La vida nos contempla inaudita
y vigila nuestros pasos.
A veces los recuerdos borran las huellas
que depositamos sobre las risas, los silencios,
los susurros del despertar
en cada apóstrofo de la palabra
y fotografiamos instantes
para conservar lo incorservable
para no olvidar quienes somos
cuando el polvo nos devore la carne.
En los mercadillos están todas ellas,
cubiertas de olvido.
Me las venden a cincuenta céntimos la unidad.

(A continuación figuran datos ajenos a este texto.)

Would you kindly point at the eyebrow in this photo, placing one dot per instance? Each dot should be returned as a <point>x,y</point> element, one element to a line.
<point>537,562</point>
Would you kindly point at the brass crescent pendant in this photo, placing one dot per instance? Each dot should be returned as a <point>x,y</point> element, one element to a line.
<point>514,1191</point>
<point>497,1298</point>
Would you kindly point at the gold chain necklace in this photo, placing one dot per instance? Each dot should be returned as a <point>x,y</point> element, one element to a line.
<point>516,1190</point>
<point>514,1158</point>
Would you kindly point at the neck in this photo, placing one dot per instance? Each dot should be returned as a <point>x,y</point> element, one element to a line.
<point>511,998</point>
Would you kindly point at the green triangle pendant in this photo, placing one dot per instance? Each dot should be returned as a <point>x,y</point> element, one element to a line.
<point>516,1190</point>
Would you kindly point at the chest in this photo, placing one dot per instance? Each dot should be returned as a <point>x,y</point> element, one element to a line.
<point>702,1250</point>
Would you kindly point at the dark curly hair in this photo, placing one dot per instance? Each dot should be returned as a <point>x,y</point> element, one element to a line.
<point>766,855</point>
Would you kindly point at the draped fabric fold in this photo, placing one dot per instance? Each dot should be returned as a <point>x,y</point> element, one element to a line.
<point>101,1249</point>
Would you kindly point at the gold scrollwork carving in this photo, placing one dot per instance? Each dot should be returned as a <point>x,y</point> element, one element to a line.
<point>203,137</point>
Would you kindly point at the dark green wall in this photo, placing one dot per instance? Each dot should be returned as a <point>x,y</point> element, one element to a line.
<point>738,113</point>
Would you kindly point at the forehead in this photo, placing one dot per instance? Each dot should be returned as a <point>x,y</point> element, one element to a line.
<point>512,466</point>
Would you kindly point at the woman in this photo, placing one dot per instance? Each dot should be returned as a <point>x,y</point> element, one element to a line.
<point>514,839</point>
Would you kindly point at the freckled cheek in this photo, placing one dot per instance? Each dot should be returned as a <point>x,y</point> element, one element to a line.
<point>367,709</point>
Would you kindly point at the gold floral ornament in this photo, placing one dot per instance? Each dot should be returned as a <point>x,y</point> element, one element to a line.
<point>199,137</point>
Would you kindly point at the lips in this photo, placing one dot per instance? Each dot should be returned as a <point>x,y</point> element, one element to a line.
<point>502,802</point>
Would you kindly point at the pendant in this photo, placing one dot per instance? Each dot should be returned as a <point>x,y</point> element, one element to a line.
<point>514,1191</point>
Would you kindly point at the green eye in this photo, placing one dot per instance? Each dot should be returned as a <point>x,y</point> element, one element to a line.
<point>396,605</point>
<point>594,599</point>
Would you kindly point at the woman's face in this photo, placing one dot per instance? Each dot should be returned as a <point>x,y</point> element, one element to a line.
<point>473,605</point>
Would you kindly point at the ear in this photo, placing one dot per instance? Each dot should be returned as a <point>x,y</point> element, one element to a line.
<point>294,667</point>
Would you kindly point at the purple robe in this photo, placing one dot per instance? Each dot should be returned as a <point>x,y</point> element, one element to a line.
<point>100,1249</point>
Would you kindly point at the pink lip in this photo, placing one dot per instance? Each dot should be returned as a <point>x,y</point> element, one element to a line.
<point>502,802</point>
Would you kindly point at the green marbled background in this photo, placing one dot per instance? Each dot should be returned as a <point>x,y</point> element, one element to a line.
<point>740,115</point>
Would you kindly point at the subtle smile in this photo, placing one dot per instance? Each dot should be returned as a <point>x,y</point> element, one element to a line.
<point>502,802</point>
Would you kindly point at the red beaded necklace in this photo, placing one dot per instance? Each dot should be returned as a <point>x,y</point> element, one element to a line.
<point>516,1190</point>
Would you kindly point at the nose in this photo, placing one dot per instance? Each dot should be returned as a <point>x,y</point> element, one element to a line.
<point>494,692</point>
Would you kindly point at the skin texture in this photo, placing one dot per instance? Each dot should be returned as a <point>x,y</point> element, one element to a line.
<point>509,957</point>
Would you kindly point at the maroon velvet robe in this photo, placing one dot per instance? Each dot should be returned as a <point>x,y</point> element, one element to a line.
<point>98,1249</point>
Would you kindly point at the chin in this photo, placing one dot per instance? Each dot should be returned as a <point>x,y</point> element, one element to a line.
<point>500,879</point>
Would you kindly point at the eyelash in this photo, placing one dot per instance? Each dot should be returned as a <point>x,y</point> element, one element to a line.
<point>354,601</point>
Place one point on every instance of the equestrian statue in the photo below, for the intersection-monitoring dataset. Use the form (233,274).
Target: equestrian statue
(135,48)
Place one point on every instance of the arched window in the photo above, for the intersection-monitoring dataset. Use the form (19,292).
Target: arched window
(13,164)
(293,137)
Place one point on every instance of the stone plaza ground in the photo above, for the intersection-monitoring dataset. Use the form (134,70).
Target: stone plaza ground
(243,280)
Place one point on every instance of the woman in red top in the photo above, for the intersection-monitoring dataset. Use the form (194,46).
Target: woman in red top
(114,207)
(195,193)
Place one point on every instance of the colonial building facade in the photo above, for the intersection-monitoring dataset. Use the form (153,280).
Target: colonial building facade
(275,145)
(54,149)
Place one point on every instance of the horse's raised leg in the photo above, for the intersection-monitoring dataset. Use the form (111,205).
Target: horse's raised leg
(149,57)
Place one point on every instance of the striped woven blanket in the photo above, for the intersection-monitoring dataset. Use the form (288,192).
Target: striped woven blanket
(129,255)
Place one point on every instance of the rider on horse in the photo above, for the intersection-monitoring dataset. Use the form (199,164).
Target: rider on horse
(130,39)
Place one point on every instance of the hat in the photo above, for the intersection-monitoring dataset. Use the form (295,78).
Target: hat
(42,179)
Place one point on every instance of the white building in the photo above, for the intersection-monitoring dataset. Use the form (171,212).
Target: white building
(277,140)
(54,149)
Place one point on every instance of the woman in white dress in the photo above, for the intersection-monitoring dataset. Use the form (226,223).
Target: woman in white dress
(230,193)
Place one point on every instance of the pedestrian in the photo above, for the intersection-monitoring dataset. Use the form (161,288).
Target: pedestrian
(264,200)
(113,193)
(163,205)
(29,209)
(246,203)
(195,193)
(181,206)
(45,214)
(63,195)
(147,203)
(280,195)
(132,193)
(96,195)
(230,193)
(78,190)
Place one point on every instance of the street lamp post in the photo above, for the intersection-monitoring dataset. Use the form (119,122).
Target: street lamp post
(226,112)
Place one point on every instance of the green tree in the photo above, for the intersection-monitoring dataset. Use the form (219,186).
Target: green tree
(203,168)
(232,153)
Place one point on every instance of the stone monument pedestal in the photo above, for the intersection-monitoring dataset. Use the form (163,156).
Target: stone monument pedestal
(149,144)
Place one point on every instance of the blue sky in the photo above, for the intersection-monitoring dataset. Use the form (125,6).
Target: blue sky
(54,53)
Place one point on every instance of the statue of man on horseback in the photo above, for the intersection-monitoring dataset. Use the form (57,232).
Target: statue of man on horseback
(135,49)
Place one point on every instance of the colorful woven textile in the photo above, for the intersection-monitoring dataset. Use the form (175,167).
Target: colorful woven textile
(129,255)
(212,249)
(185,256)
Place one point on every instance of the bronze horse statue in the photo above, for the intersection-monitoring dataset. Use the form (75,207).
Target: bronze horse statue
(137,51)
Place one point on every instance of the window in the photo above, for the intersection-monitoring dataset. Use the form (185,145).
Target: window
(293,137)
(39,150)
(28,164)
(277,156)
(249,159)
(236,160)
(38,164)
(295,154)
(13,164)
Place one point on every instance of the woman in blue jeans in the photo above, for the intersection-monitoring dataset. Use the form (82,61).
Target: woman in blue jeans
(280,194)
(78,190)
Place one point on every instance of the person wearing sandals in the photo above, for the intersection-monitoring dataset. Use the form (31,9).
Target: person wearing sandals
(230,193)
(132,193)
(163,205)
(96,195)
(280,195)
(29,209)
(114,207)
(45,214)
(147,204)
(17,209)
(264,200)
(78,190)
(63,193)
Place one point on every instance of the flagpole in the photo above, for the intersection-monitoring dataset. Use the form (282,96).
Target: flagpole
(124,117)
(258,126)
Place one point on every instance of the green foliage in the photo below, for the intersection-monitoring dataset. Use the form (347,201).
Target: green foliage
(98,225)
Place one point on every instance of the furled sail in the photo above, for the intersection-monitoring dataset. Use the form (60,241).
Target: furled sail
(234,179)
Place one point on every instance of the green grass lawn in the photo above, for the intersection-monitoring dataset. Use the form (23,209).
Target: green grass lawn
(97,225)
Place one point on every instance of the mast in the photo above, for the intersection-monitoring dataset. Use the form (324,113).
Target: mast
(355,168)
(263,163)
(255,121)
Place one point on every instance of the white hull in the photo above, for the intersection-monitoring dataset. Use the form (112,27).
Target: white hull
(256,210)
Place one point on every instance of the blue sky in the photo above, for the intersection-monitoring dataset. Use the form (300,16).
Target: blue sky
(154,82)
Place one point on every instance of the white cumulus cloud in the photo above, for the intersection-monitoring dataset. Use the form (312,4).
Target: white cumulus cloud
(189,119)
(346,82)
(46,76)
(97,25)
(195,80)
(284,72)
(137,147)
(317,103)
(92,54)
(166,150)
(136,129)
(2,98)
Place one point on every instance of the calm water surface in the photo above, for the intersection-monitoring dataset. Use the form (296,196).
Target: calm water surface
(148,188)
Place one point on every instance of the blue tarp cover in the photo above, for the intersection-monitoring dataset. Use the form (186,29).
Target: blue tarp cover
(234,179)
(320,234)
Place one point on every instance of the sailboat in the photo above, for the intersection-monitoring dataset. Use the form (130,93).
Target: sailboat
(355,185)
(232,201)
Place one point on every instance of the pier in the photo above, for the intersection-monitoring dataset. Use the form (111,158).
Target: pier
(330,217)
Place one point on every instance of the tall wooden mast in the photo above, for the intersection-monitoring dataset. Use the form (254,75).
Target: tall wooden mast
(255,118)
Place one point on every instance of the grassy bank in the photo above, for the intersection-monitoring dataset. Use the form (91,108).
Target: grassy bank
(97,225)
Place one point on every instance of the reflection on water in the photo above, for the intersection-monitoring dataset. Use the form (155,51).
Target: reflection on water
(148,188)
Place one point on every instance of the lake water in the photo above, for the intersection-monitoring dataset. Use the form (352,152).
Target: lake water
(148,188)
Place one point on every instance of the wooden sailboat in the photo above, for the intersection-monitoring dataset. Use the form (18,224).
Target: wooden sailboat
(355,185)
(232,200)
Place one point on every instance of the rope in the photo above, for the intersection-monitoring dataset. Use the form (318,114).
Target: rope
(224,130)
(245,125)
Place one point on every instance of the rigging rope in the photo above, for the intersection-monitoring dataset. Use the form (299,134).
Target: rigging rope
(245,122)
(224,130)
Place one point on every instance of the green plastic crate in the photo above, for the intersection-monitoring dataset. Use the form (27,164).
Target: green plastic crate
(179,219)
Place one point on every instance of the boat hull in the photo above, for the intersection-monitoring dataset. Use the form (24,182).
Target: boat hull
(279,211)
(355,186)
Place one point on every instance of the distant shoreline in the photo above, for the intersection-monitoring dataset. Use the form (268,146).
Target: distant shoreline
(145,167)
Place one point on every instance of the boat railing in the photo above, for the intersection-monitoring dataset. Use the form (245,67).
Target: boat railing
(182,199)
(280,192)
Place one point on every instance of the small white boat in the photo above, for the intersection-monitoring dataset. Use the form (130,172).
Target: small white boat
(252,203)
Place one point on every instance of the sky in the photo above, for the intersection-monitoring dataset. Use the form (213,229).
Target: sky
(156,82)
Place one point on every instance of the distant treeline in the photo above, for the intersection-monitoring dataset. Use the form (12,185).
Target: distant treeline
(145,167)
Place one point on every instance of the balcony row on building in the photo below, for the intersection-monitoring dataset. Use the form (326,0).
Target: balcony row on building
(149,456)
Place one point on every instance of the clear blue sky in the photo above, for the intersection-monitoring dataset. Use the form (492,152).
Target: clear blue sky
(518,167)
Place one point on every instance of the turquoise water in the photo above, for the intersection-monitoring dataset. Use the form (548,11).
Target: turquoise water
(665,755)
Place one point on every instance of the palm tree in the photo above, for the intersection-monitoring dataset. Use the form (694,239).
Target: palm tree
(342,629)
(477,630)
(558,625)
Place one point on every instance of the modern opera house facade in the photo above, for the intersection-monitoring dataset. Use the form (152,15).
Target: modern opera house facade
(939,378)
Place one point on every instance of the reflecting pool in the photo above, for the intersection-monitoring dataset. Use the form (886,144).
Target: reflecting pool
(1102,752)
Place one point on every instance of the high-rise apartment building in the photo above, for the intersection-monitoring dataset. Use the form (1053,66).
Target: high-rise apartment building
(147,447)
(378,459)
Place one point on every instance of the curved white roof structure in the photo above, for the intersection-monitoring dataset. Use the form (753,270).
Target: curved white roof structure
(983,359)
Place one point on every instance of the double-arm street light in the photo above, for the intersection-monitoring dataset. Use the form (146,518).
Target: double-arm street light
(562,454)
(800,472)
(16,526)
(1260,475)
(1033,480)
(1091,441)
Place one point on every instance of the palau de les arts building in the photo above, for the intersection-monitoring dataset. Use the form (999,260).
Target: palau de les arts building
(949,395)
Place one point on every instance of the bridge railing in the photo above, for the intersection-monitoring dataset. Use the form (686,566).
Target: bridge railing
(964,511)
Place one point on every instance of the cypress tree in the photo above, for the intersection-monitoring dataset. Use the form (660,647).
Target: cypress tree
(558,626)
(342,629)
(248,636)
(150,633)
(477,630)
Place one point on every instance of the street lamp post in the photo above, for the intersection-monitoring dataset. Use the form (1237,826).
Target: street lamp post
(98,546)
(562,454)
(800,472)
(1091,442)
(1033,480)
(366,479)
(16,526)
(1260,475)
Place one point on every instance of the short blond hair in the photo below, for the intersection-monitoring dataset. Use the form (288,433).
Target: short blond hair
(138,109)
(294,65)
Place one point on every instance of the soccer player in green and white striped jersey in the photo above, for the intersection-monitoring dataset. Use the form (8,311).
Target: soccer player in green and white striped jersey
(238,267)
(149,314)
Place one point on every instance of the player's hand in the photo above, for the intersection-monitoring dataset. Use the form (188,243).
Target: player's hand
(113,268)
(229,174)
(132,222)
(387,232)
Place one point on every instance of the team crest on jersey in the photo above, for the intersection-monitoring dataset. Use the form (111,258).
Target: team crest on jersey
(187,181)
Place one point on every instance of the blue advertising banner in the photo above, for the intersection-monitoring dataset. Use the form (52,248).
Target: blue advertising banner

Veo novias, veo amantes enamoradas
de hombres con los que nunca podrán envejecer,
veo parejas, e hijos, y padres y nietos y abuelos
y loros y perros y señores y criados que nunca volvieron
a encontrarse, jamás.
La muerte se los ha llevado a todos, pero puedo coleccionarlos
como a los cromos de la liga por sólo cincuenta céntimos.
Fotos sin nombre, palabras sin entonación. Blancos y negros,
algunas pintadas a technicolor.
Siempre les pregunto sus historias y enmuceden.
Miro sus ojos, sus gestos, sus labios y me embriago del aroma
de su felicidad, de sus miedos, de su dolor, de su terror a la vida.
La vida que se les escapó en un flash.
Jamás se imaginaron que su eternidad valdría cincuenta céntimos de euro.
Y yo paso de largo y las olvido, y cojo paquetes de postales y selecciono.
Cartas de amor, promesas perdidas en el tiempo enviadas a novias y esposas,
a mujeres que jamás pudo amar en el lecho el hombre que les escribió.
Compré una de un chico zaragozano que escribía una carta de amor a una francesita del otro lado de los Pirineos. ¿Se llegaron a conocer? Jamás sabré su historia.
Me llevo diez postales por seis euros. Diez vivencias, diez vidas por seis euros.
Devoro sus momentos y a cambio he entregado al mundo un trozo de papel mugriento para luego guardarlas en un álbum que nadie leerá,
y que décadas después acabará en un mercadillo
vendiéndose a diez céntimos la pieza.
Este poema se regalará con el álbum de postales. Por un trozo de jamón, quizás.
Y alguien que no soy capaz de imaginarme leerá estas líneas y me olvidará en un cajón.